Final Testing and Iteration During Phase
Constraint: Due to the very tight schedule, there was no chance to test the final designs with actual users before launch, as I was quickly redirected to the website design right after product work.
Mitigation: We chose to proceed with new feature development and depend on internal testing and QA by leveraging our strong Support Team to test the rebrand changes. This was a necessary trade-off for faster time to market.
Lisa Canini
Frontend Engineer
Vultr
Final Readiness and Launch
The project was officially ready for launch, paving the way to assess the business impact and collect initial user feedback. A final DQA was performed for both the website and product launches. All assets were uploaded to a shared Notion for company-wide access.
Outcome & Impact
WP.org Product Rating
A dramatic positive turnaround in core product reputation and user perception.
3.7 stars
reviews in 2023 Before redesign
4.4 stars
after redesign
New Revenue Stream
Successfully boosted the bottom line by adding a new, strong revenue stream from the Patchstack integration partnership
Slight Reduction in Support Tickets
Verified a reduction in tickets related to initial Security onboarding friction and feature enablement issues.
Feature Confusion
users reported less confusion related to Solid security setup.
Lessons Learned
Ensure Designer Capacity Early
We could have avoided a few headaches and pivots if we ensured that the designer working on the website design had the capacity to work on the project for its full duration.

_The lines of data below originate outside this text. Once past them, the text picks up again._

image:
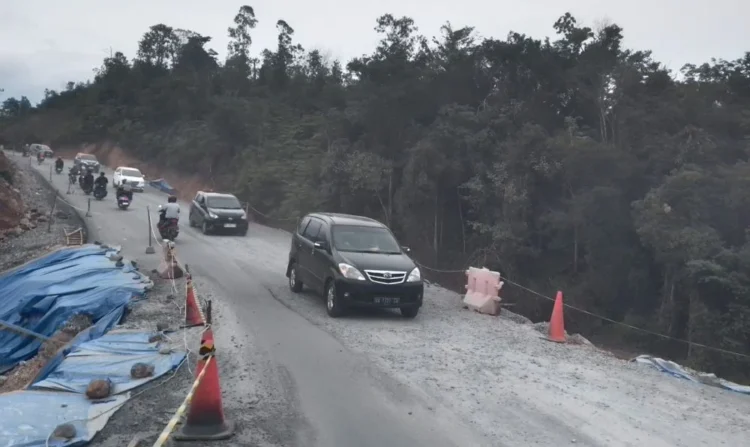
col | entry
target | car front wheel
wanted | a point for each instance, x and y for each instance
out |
(294, 283)
(333, 304)
(409, 312)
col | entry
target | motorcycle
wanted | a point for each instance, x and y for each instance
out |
(123, 202)
(168, 228)
(100, 192)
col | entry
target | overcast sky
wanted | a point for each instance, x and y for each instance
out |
(45, 43)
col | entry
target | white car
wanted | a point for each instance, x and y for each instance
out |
(132, 175)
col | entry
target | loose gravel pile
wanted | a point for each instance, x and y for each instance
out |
(34, 236)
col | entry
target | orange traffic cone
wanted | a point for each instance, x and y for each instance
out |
(556, 321)
(205, 419)
(193, 316)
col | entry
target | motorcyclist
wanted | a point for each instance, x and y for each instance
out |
(88, 180)
(124, 189)
(169, 211)
(101, 181)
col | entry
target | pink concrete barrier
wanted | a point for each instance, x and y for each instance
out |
(482, 290)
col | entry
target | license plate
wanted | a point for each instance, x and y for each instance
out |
(385, 300)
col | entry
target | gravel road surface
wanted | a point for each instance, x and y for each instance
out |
(293, 377)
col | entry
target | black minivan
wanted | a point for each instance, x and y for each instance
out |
(354, 262)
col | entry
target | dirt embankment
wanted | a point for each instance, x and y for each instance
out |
(113, 156)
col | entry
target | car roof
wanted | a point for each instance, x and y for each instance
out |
(348, 219)
(216, 194)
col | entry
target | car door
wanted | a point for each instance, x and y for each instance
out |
(196, 211)
(321, 258)
(306, 250)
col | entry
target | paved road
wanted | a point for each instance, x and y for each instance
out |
(312, 390)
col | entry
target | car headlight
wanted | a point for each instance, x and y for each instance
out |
(350, 272)
(415, 275)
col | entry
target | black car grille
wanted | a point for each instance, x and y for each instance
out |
(385, 276)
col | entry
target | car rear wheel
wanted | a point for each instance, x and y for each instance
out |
(333, 305)
(409, 312)
(294, 283)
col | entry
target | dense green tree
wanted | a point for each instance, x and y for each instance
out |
(569, 163)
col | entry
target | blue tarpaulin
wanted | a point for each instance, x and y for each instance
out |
(682, 372)
(42, 295)
(28, 418)
(109, 356)
(162, 185)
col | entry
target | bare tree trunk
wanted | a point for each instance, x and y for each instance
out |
(575, 249)
(435, 226)
(390, 197)
(461, 217)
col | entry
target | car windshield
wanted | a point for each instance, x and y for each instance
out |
(364, 239)
(223, 202)
(131, 173)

Establish the Design System Prior to Kickoff
Although we didn't create the design system late in the project, we could have had more time to establish use standards and ensure greater universality across components.
Lots of Moving Pieces Means Wearing Many Hats
I learned valuable lessons about when to push back on stakeholders, when to dive deeper into a brief that isn't fleshed out to my standards, and how to navigate a company with a startup approach but lots of red tape in decision-making.